Archaeological recording along the new Hodnet Bypass
During the summer and autumn of 2002, the Archaeology Service carried out a watching brief on the topsoil-strip phase of the construction of the new A53 Hodnet Bypass.
Among the historical features recorded during the watching brief were the drains and ditches of 19th century water-meadows alongside the River Tern at Wollerton and Losford, and a 19th-century stable, once part of a small-holding, at Webster Lane on Hodnet Heath.
The Archaeology Service also carried out the rescue excavation of an early Bronze Age cremation cemetery, discovered by chance at the Espley end of the new road. At least 17 individual cremation pits were identified, containing charcoal and fragments of burnt human bone. Samples of the charcoal from three of the pits were sent for radiocarbon dating, and these have dated the cemetery to the early Bronze Age, between c.1600 BC and 1400 BC.
Hodnet in the Bronze Age
The period we know as "the Bronze Age" began with the introduction of metal tools and weapons in about 2500 BC, and lasted until about 700 BC, when iron-working was first developed.
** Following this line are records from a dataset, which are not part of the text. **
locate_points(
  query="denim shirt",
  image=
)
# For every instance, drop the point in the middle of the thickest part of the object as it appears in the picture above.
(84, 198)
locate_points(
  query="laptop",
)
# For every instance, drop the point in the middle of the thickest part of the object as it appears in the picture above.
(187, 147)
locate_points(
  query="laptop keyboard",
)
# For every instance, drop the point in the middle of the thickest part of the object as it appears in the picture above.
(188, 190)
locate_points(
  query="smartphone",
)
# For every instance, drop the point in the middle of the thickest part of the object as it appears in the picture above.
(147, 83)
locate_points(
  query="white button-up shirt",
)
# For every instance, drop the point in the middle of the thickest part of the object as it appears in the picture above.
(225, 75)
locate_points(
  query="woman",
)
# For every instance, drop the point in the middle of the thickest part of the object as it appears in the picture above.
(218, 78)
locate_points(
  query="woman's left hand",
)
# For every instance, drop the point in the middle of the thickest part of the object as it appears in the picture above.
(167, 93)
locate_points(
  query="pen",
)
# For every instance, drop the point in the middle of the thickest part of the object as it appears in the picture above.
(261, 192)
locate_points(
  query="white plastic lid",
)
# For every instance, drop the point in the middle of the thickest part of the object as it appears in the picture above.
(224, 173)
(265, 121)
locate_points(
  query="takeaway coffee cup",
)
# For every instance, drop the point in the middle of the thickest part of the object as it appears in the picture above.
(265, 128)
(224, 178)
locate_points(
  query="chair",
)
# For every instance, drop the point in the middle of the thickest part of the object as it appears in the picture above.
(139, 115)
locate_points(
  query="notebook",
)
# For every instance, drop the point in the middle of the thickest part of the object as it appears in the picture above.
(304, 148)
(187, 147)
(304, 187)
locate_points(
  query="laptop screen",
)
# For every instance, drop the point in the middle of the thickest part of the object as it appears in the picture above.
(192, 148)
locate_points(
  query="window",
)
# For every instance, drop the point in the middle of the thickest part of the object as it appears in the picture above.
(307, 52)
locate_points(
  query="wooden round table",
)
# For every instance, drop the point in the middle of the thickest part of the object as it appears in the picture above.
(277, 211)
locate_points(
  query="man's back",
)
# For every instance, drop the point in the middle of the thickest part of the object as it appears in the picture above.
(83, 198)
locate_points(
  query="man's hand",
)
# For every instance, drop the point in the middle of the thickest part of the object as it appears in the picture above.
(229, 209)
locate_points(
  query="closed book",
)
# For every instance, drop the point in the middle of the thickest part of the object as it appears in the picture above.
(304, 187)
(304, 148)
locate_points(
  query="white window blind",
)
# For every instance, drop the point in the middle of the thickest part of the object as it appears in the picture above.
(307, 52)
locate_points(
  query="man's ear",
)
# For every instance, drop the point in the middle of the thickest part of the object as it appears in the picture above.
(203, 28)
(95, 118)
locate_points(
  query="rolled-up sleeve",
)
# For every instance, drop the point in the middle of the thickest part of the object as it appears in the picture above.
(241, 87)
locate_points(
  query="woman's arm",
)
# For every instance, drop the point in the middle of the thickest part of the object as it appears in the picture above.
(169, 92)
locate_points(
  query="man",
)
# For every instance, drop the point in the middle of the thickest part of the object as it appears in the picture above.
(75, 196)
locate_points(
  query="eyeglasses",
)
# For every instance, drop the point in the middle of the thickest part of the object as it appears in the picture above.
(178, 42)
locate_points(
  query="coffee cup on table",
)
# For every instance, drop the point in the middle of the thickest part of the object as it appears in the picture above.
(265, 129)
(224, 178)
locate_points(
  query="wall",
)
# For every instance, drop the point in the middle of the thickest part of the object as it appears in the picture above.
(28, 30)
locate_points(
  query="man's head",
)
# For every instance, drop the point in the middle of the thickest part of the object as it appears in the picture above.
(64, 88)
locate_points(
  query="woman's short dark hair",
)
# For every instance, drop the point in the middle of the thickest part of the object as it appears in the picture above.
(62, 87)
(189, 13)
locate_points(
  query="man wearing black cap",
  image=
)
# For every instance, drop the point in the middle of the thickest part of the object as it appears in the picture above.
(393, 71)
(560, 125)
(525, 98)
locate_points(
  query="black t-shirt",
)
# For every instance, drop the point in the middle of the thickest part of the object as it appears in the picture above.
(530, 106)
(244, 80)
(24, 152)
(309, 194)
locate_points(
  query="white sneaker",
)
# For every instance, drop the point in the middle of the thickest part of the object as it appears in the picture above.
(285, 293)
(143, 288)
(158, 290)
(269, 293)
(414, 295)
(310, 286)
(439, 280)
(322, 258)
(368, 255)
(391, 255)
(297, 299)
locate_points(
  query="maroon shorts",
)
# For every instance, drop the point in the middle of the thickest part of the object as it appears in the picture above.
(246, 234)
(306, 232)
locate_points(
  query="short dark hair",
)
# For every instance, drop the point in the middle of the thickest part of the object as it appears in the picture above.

The people living in Shropshire in the Bronze Age will mostly have been farmers, probably living in small communities, probably based on family groups. However, we know very little about where their actual settlements were. Most of our knowledge of these people comes from their burial sites, and from the chance finds of the stone and bronze tools and weapons that they used.
During the Bronze Age the dead were often buried beneath the circular mounds of earth or stone that we call barrows. Sometimes they were cremated and buried in cemeteries, such as the one discovered at Hodnet during the Bypass works.
Sometimes the dead were buried with their tools, weapons or ornaments - clay pots, bronze axes or daggers, flint arrowheads and knives. Often, as at Hodnet, the dead were buried without any of these.
The Bronze age people's tools and weapons are also sometimes found without any sign of burials. These hoards as they are called may have been buried as part of a ritual, or perhaps as a bronzesmith's stockpile of scrap, intended for later re-use but never recovered.